All the works were created this summer, except for the show’s 201-word title, which she composed in May, wryly predicting “the finest selection of artworks by an African-American living woman artist this side of the Mississippi.”
In a more straightforward artist’s statement, Walker voices weariness at being singled out, writing, “I am tired, tired of standing up, being counted, tired of ‘having a voice’ or worse ‘being a role model,’” and asking, “How many ways can a person say racism is the real bread and butter of our American mythology… .”
Walker, 47, is not the first black female artist to investigate race, gender, sexuality and violence in America, but she is in the vanguard of a new generation whose distinguished lineage includes Loïs Mailou Jones, Lorna Simpson, Carrie Mae Weems, Adrian Piper and Lorraine O’Grady.
Three years after graduating from the Rhode Island School of Design (MFA ’94), Walker became, at age 28, one of the youngest recipients of a MacArthur “genius” grant. Now living and working in New York City, she holds the Tepper Chair in the Visual Arts at Rutgers University Mason Gross School of the Arts.
Drawing from historic archives, pop culture, folklore and her imagination, Walker uses traditional, manual techniques such as hand-cut silhouettes, puppetry and drawing to create surreal images that recast the familiar and make what is forgotten or denied visible — often sensationally so.

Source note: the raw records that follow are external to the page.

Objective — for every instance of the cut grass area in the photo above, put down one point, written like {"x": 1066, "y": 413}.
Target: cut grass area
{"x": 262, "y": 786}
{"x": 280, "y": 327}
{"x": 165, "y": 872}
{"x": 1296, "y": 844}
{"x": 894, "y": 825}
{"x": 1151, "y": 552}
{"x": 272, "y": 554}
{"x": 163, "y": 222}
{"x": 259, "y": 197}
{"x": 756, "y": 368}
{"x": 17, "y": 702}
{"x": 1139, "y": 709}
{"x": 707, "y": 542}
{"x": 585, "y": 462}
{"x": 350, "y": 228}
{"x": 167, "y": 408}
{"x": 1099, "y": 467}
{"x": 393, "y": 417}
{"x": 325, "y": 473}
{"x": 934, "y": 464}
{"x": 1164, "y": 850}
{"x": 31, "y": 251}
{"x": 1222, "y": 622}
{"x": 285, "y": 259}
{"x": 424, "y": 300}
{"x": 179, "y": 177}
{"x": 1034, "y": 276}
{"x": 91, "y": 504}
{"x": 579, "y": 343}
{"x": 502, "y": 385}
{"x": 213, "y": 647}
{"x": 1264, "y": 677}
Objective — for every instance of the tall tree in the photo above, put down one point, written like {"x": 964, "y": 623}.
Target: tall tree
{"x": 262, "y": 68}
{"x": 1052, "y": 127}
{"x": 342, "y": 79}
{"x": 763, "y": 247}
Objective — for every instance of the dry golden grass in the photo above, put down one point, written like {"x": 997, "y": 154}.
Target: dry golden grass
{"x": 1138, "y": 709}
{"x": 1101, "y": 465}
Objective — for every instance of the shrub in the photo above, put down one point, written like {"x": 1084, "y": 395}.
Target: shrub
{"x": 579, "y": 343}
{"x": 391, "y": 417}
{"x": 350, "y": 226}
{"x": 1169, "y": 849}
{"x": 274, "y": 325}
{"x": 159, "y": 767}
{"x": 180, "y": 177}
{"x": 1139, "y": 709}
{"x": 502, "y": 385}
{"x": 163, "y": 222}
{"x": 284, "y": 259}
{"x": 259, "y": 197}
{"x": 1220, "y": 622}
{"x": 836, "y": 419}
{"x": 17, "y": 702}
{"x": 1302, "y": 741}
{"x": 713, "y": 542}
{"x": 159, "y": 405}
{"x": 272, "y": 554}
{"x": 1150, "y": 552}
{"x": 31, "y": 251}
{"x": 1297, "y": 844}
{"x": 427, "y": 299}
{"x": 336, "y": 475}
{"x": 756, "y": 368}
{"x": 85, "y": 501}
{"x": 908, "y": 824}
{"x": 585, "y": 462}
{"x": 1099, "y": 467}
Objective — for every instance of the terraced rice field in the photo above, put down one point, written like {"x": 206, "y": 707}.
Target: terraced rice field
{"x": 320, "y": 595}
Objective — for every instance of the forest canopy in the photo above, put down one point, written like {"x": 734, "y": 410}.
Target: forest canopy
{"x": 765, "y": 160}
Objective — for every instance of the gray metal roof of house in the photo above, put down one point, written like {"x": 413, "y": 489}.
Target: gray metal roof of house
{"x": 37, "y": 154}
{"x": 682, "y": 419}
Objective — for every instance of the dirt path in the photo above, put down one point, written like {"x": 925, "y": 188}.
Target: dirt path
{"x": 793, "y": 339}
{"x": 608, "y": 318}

Walker will launch another large-scale public work at the fourth Prospect New Orleans contemporary art triennial, “Prospect.4: The Lotus in Spite of the Swamp,” which runs from Nov. 18 through Feb. 25 and coincides with the city’s 300th birthday. Visitors will travel by ferry to Algiers Point, once a holding site for newly arrived slaves, where Walker’s wagon-mounted, steam-powered riverboat calliope will pipe a composition written for the installation by a fellow MacArthur recipient, jazz pianist Jason Moran.
The recent show in New York presented drawings on paper and linen created with ink, blade, glue and oil stick that varied in scale from 12-by-10-foot murals to notebook-size works. Like most of her works, they are populated by characters and tell stories that evoke historic periods or conjure desolate post-apocalyptic landscapes.
In her silhouettes, these characters are archetypes—the southern belle, the white landowner, the slave children with pigtails and overalls, the mamma and the field hand. In the more intimate art of drawing, these characters become individuals.